In CytAssist Spatial Gene Expression for FFPE or Fresh Frozen chemistry, due to the change in the decrosslinking temperature in the workflow, accessibility to both the RNA and genomic DNA (gDNA) is increased. Some of the sequenced ligation events reflect contribution from open gDNA.
A new plot is added to estimate the UMIs from gDNA which is reflected by the mean of the constant portion of the log scale curve. Each point represents a gene that has probes targeting both exon-junction-spanning and non-exon-junction-spanning regions, 'spliced' and 'unspliced', respectively. Unspliced probes may originate from open gDNA and from RNA. Spliced probes are expected to stem only from RNA. A segmented linear model is used to estimate where the unspliced and spliced counts begin to deviate. The mean of unspliced counts in purple estimates the UMI background level per unspliced probe. Counts less than this have a high probability of stemming from gDNA. The Estimated UMIs from Genomic DNA is the estimated percent of filtered UMIs derived from gDNA based on the discordance between probes targeting exon-junction-spanning regions and non-exon-junction-spanning regions.
The Estimated per Probe Background UMI Count is the per unspliced probe estimate of UMIs derived from genomic DNA. Note that this plot is present only in Human samples run on the CytAssist instrument, since the Human probe set reference v2 CSV file contains probes targeting both exon-junction-spanning and non-exon-junction-spanning regions. For further discussion, please refer to this Technical Note.
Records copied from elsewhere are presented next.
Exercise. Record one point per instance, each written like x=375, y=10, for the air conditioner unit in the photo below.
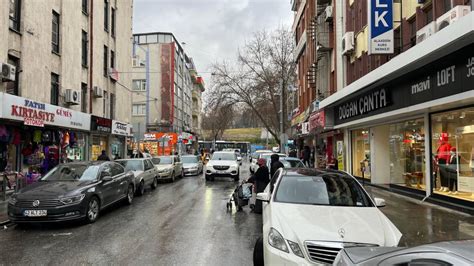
x=451, y=16
x=72, y=97
x=425, y=32
x=98, y=92
x=8, y=72
x=328, y=14
x=348, y=43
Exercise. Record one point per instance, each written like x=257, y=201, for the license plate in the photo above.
x=35, y=213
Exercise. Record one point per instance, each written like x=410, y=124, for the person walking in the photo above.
x=103, y=157
x=275, y=164
x=260, y=180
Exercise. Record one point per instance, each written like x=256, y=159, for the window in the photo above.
x=84, y=97
x=84, y=48
x=106, y=60
x=85, y=6
x=112, y=59
x=407, y=154
x=113, y=22
x=12, y=86
x=138, y=109
x=361, y=153
x=55, y=33
x=105, y=110
x=14, y=14
x=54, y=89
x=112, y=106
x=106, y=15
x=139, y=85
x=452, y=140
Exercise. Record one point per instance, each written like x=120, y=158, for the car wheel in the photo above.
x=141, y=188
x=154, y=185
x=258, y=252
x=93, y=208
x=130, y=193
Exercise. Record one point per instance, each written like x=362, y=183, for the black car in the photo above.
x=72, y=191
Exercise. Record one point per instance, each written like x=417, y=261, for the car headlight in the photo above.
x=295, y=248
x=12, y=199
x=72, y=200
x=276, y=240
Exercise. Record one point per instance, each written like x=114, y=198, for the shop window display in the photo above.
x=453, y=153
x=407, y=149
x=361, y=153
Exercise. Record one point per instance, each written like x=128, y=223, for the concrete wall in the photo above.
x=33, y=46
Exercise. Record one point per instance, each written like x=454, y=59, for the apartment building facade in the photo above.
x=60, y=63
x=166, y=104
x=404, y=121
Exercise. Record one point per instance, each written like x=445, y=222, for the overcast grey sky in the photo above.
x=212, y=29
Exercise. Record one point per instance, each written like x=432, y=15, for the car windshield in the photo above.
x=292, y=164
x=72, y=172
x=224, y=156
x=132, y=165
x=189, y=159
x=325, y=189
x=165, y=160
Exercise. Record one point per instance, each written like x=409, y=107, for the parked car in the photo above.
x=223, y=164
x=144, y=172
x=169, y=167
x=71, y=191
x=253, y=159
x=441, y=253
x=309, y=215
x=266, y=156
x=191, y=165
x=289, y=162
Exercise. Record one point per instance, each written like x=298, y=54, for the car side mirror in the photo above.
x=263, y=196
x=379, y=202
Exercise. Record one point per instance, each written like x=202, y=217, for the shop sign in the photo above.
x=39, y=114
x=450, y=75
x=305, y=128
x=101, y=124
x=119, y=128
x=317, y=120
x=380, y=20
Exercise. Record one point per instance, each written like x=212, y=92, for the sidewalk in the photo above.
x=422, y=222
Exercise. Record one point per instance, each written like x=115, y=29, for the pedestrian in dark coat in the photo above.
x=260, y=180
x=103, y=157
x=275, y=164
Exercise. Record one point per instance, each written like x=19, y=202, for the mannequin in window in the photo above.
x=443, y=153
x=454, y=160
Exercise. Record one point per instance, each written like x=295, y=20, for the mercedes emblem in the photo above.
x=341, y=232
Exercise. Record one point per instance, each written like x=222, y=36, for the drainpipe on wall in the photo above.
x=91, y=52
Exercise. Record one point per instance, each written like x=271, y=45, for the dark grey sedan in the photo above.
x=72, y=191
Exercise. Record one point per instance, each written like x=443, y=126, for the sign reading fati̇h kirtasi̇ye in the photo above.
x=380, y=18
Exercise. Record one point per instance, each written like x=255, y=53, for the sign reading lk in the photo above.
x=380, y=18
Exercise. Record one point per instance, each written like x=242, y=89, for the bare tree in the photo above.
x=217, y=117
x=264, y=70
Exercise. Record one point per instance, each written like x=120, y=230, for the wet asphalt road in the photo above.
x=181, y=223
x=186, y=223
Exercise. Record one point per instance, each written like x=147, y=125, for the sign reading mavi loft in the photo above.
x=447, y=76
x=380, y=18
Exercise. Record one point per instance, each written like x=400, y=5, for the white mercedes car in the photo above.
x=223, y=164
x=309, y=215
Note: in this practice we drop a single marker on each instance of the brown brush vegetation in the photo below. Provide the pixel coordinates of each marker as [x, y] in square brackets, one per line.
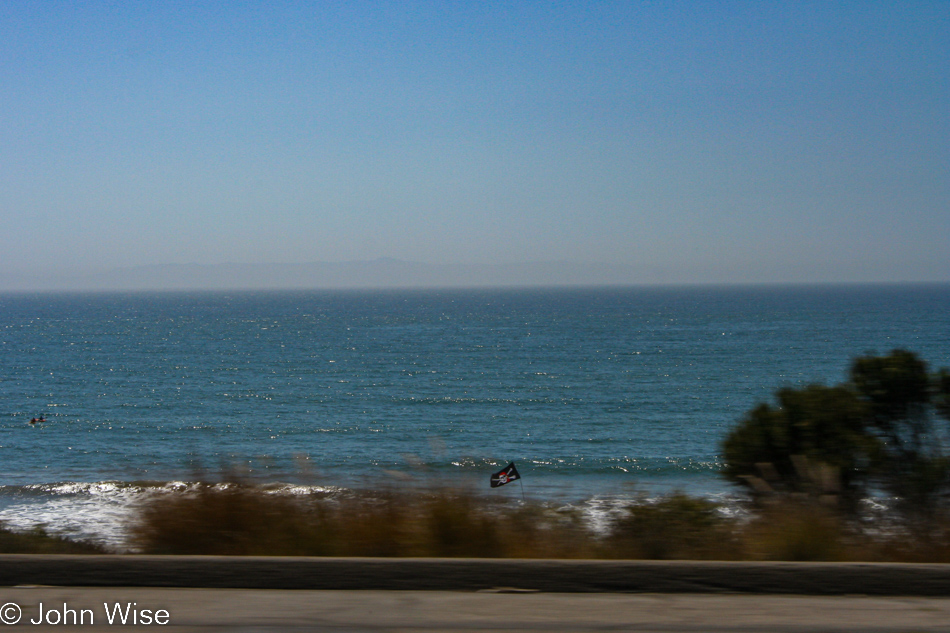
[37, 541]
[241, 519]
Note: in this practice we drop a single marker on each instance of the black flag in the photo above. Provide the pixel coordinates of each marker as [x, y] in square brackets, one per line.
[503, 476]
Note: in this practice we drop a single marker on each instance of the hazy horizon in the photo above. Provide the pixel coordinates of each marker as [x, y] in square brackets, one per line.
[677, 142]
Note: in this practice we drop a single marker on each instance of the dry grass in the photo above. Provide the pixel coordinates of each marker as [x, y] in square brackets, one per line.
[240, 519]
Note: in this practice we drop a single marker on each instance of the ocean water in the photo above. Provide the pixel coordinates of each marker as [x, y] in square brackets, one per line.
[594, 393]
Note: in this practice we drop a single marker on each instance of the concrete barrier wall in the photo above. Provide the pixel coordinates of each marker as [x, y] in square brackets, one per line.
[476, 574]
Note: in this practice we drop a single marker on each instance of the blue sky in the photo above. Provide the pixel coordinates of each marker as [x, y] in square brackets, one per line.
[690, 141]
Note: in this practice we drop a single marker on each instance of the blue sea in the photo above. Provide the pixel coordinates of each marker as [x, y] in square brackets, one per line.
[594, 393]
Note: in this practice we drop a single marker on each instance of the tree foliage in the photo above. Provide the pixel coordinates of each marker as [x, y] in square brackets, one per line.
[881, 428]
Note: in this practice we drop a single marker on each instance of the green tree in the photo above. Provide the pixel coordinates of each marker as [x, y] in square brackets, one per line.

In addition to the output from spaceranger count in WTA mode, additional targeting-specific metrics are captured when run against a targeted panel. A Targeted Enrichment dashboard is added to the top with
A successful targeted experiment where targeted genes are well-enriched looks like the example below, with targeted genes (blue) cleanly separable from non-targeted genes (gray). See Targeted Gene Expression Algorithms for more information on how gene enrichments are computed.
The remainder of the analysis tab is similar to that of a WTA run, but focuses on targeted genes (Sequencing Saturation, Median Genes per spot). As described under count-targeted Targeted Gene Expression Analysis, all secondary analyses (t-SNE, differential expression) are done using only targeted genes.